The healthy gains that were being enjoyed by London’s FTSE 100 Index at open of trade came to an abrupt halt at about 9 am on Monday, with the exchange only reopening at 4 pm, just in time to close again for the day. What makes the breakdown in technology even more embarrassing is that it follows hot on the heels of a letter by LSE head, Dame Clara Furse, published in the Financial Times, wherein she confidently promotes the advanced technology of the high-profile exchange.

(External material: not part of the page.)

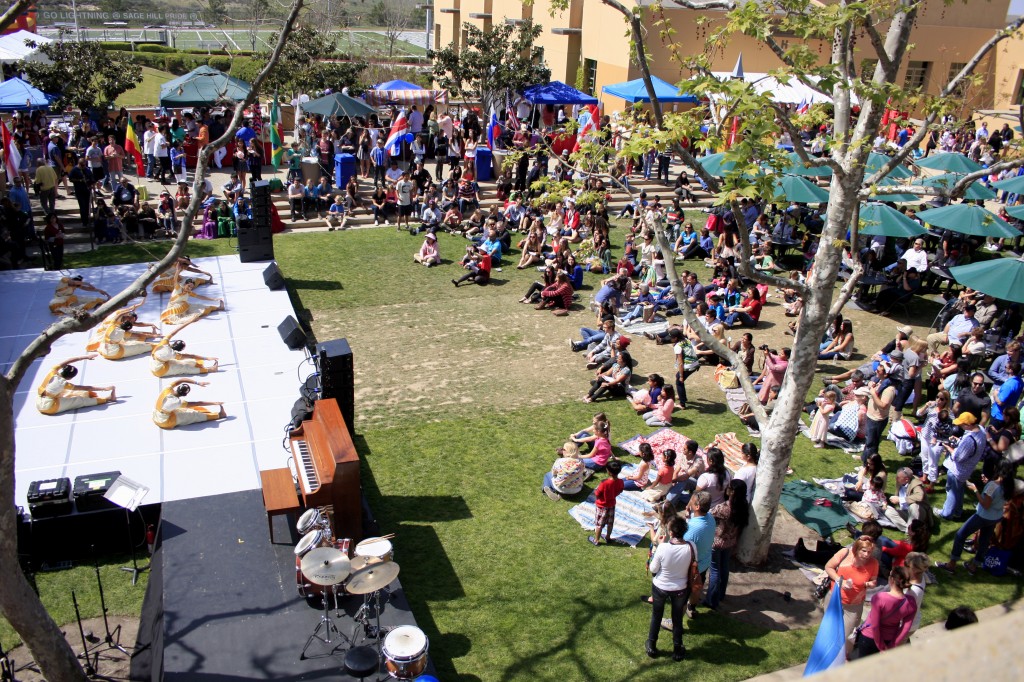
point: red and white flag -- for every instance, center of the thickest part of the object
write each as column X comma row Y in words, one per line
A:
column 398, row 130
column 12, row 158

Yesterday the London Stock Exchange launched an urgent investigation into what caused the almost seven hour hiatus, with the objective of ensuring that it never happens again. Undoubtedly, Monday’s fiasco would want to be avoided at any costs. The situation has been described by dealers as “an absolute disaster”. Frozen screens, which remained frozen, resulted in increasing stress levels as the day wore on. Eventually dealers drifted off to local pubs and coffee bars, seemingly resigning themselves to the fact that Monday was a write-off.
Speculation is rife that the LSE’s computer systems may not have been able to handle the dramatically increased level of trade that occurred on Monday. No doubt the investigation will reveal whether that was the case, but the fact remains that it was a major setback for the exchange which normally trades shares to the value of around £8 billion on a daily basis. Experts estimate that only half of that value was traded on Monday, with more than 350 million shares changing hands before 9 am, leaving traders fuming over what they may have achieved had the day continued as it should have.
Rival electronic trading platforms, such as Chi-X and Turquoise, and other stock exchanges on both sides of the Atlantic, carried on with business as usual on Monday, highlighting the fact that the LSE is facing increasing competition, which will likely benefit from their misfortune. Chief executive of broker TD Waterhouse, Angus Rigby, estimated that they lost business running into six-figures because of the shutdown at the LSE. While expressing his relief that everything was back to normal at the LSE on Tuesday, he is quoted as saying that “the reality is that anyone who was thinking of using other exchanges, that is a path they will now have to consider a bit more.”